Episode Transcript
[00:00:15] Speaker A: Bem-vindo ao Base por Base, o podcast que leva descobertas genômicas aonde você estiver. Já parou pra pensar, assim, o que acontece quando algumas células do nosso sangue meio que acham um jeito de enganar o envelhecimento, sabe? Ganham uma vantagem, começam a se multiplicar mais?
[00:00:31] Speaker B: É uma ideia intrigante, né?
[00:00:33] Speaker A: Pois é. Mas e se essa força toda, na verdade, escondeu uma fraqueza? Uma fragilidade que ninguém esperava?
[00:00:41] Speaker B: Exato.
[00:00:42] Speaker A: Hoje a gente vai fundo nisso. Como mutações bem discretas podem dar esse gás competitivo para as células-tronco do sangue, um processo que a gente sabe que está ligado a doenças do envelhecimento, mas como isso funciona de verdade? E mais importante, será que dá para reverter?

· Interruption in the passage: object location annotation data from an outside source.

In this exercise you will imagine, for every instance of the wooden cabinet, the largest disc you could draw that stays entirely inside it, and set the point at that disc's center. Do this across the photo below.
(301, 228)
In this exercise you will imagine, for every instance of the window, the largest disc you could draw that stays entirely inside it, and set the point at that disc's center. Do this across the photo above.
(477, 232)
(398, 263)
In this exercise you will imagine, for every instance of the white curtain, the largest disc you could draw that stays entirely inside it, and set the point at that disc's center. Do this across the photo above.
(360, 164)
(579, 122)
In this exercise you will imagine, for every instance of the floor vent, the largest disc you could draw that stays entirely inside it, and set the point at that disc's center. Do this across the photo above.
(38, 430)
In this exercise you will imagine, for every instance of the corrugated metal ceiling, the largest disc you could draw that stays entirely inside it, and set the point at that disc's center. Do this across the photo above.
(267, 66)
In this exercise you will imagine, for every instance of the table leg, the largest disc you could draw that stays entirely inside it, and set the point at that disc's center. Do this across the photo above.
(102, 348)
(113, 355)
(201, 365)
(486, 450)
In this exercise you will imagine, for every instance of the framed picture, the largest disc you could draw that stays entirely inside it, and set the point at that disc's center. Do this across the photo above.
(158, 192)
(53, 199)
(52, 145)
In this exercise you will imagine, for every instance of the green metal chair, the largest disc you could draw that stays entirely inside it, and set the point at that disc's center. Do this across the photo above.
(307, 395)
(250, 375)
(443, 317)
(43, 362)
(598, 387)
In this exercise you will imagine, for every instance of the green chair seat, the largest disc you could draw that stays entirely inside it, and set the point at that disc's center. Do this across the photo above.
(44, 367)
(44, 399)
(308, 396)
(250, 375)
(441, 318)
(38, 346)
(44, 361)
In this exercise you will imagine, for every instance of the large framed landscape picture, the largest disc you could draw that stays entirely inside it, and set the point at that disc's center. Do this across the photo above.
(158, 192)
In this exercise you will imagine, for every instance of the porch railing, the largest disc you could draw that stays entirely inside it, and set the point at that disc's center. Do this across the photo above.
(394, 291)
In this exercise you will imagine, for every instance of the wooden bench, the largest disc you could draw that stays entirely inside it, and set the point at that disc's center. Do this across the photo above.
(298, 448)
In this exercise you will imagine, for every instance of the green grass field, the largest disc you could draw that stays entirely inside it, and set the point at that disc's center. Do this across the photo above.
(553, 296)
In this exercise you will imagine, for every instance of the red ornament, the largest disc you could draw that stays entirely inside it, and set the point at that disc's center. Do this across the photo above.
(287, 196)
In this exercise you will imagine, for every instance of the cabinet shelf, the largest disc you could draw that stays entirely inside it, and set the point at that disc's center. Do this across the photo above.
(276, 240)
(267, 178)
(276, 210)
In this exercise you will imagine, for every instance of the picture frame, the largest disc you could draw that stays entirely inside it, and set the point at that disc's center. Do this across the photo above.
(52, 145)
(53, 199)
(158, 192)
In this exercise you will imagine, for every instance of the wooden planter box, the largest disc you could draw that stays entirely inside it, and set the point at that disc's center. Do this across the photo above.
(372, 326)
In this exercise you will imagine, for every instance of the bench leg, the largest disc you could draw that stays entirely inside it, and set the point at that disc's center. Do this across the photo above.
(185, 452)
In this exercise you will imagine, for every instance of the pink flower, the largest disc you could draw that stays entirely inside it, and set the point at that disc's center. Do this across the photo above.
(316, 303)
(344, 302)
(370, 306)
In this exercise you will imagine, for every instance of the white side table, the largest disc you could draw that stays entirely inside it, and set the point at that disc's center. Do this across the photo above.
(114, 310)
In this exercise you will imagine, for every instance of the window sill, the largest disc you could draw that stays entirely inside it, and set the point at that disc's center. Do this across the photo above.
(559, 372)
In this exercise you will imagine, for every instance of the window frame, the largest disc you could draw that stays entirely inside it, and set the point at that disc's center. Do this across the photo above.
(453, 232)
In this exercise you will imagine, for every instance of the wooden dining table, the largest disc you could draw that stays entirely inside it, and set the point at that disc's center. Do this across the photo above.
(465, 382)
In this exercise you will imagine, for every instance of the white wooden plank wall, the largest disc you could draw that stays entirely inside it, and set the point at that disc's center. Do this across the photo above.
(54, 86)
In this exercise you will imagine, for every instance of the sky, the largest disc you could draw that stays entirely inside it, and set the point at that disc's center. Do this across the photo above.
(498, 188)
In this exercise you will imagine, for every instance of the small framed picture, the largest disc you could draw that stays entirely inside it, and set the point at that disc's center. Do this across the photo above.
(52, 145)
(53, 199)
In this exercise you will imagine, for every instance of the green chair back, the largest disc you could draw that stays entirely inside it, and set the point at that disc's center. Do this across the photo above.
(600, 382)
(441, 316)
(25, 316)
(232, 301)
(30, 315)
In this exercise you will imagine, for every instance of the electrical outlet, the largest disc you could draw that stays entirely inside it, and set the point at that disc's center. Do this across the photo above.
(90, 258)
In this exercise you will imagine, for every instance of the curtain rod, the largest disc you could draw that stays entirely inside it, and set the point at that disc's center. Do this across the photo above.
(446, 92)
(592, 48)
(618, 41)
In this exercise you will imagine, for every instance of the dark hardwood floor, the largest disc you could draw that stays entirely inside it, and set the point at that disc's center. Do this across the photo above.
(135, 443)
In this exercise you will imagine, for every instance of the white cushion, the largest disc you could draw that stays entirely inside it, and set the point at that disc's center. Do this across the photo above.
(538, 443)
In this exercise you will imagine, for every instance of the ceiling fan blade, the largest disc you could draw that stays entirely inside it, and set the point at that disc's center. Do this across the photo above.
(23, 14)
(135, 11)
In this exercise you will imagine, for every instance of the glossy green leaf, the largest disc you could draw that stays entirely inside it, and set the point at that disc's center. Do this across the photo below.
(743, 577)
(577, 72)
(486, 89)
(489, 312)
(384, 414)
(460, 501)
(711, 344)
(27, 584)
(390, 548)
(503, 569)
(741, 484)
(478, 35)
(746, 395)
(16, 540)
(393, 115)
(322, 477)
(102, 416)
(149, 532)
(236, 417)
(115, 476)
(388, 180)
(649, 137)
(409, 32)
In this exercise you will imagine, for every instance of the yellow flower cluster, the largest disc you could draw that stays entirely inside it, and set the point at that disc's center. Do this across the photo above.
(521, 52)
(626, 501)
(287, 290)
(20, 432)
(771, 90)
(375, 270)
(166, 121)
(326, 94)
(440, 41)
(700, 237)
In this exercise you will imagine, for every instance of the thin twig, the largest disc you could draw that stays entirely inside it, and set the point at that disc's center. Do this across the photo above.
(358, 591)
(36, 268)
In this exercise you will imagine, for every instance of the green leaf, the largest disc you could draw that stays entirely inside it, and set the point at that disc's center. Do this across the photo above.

[00:00:59] Speaker B: Olha, pra começar, é fundamental reconhecer o trabalho da equipe liderada por Jennifer J. Trowbridge e, claro, seus colaboradores de várias instituições de peso, como o The Jackson Laboratory, o Princess Margaret Cancer Center, Albert Einstein College of Medicine. Foi um esforço conjunto bem importante.
[00:01:18] Speaker A: Com certeza.
[00:01:19] Speaker B: O estudo deles deu uma luz fundamental sobre como essas mutações específicas, sabe, mexem com as nossas células-tronco hematopoéticas, as que formam o sangue, principalmente conforme a gente envelhece.
[00:01:31] Speaker A: Certo. Então, para todo mundo ficar na mesma página, com o tempo pode surgir um fenômeno chamado hematopoiese clonal. É isso, né?
[00:01:40] Speaker B: Isso. Basicamente é quando um clone, um grupo de células-tronco e progenitoras hematopoéticas, que são as células mestras do sangue, começa a dominar o pedaço.
[00:01:50] Speaker A: E por quê?
[00:01:51] Speaker B: Por causa de mutações que elas vão acumulando. E as mais comuns, de longe, são num gene chamado DNMT3A.
[00:01:58] Speaker A: DNM3A, ok. E o que ele faz?
[00:02:02] Speaker B: Esse gene, o DNM3A, ele produz uma enzima-chave. Ela coloca umas marquinhas químicas no DNA, um processo chamado mitilação. Isso ajuda a controlar se os genes ficam ligados ou desligados, tipo um interruptor.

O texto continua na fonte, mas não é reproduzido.